AAD Standalone Deployment

Standalone Deployment of the Autonomous Anomaly Detector

This page describes StackState v4.4.x.

The StackState 4.4 version range is End of Life (EOL) and no longer supported. We encourage customers still running the 4.4 version range to upgrade to a more recent release.

Go to the documentation for the latest StackState release.

Overview

Autonomous Anomaly Detector (AAD) is a StackState service configured and deployed as a part of standard installation. In some cases the AAD can be deployed standalone using the AAD helm chart, e.g. when StackState and the AAD are deployed in separate kubernetes clusters. The standalone AAD deployment option is recommended only for the users with advanced knowledge of Kubernetes.

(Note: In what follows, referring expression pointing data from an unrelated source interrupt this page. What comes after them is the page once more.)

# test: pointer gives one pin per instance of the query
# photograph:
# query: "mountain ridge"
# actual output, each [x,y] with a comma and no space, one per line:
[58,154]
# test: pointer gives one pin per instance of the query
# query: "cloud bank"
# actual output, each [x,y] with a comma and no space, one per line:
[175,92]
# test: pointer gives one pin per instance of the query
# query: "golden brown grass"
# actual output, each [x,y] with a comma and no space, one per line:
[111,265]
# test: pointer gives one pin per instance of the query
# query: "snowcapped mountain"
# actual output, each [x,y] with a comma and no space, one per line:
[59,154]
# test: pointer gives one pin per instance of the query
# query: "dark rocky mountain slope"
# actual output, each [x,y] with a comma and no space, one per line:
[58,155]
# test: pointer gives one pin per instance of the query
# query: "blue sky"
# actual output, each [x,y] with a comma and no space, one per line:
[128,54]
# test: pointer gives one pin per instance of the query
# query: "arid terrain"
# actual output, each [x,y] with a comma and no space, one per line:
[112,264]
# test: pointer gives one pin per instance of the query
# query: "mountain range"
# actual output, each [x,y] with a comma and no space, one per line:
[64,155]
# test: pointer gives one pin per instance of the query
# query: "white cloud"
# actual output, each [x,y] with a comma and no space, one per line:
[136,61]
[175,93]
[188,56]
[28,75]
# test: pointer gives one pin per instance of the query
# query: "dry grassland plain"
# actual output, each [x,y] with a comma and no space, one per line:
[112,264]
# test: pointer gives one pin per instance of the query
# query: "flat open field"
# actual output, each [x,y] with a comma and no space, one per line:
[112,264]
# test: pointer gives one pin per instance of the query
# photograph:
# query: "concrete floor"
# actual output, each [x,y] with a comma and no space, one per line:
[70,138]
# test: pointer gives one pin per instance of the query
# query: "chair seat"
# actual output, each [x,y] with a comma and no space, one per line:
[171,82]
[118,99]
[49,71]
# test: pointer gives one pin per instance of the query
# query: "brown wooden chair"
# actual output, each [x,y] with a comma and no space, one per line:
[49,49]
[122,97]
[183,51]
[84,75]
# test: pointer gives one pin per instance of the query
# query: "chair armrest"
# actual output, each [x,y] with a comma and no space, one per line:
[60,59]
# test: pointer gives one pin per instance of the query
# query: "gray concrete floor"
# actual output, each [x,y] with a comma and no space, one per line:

The Autonomous Anomaly Detector consists of two components:

  • AAD Kubernetes service

  • AAD StackPack.

The sections below explain how to configure AAD Kubernetes service and AAD StackPack in order to perform standalone deployment. Note that a training period is required before AAD can begin to report anomalies.

Node sizing

A minimal deployment of the AAD Kubernetes service with the default options requires one of the following instance types:

  • Amazon EKS: 1 instance of type m4.xlarge

  • Azure AKS: 1 instance of type F4s v2 (Intel or AMD CPUs)

  • Self-hosted Kubernetes: 1 instance with 4 CPUs and 6 Gb memory

To handle more streams or to reduce detection latency, the service can be scaled. If you want to find out how to scale the service, contact StackState support.

The AAD Kubernetes service is stateless and survives restarts. It can be relocated to a different Kubernetes node or bounced. To take full advantage of this capability, it is recommended to run the service on low cost AWS Spot Instances or Azure low-priority VMs.

Installation

Standalone deployment consists of two steps - installing AAD StackPack and install AAD Kubernetes service.

Install the AAD StackPack

Install the AAD StackPack from the StackPacks page in StackState.

Install the AAD Kubernetes service

After installing the AAD StackPack, install the AAD Kubernetes service.

1. Get access to quay.io

To be able to pull the Docker image, you will need access to quay.io. Access credentials can be requested from StackState support.

2. Install Helm

  1. Install Helm (version 3). See the Helm docs https://helm.sh/docs/intro/install

  2. Add the StackState Helm repo:

     helm repo add stackstate https://helm.stackstate.io`

3. Get the latest AAD Kubernetes service Helm Chart

    helm fetch stackstate/anomaly-detection

4. Configure AAD Kubernetes service

Create the file values.yaml file, including the configuration described below, and save it to disk:

  • image:

    • pullSecretUsername - the image registry username (from step 1).

  • stackstate:

    • instance - the StackState instance URL. This must be a StackState internal URL to keep traffic inside the Kubernetes network and namespace. e.g http://stackstate-router:8080/ or http://<releasename>-stackstate-router:8080/

  • ingress: - Ingress provides access to the technical interface of the AAD, this is useful for troubleshooting. The technical interface can be accessed using kube proxy command: kubectl proxy. After proxy is running the technical interface can be accessed using the path below.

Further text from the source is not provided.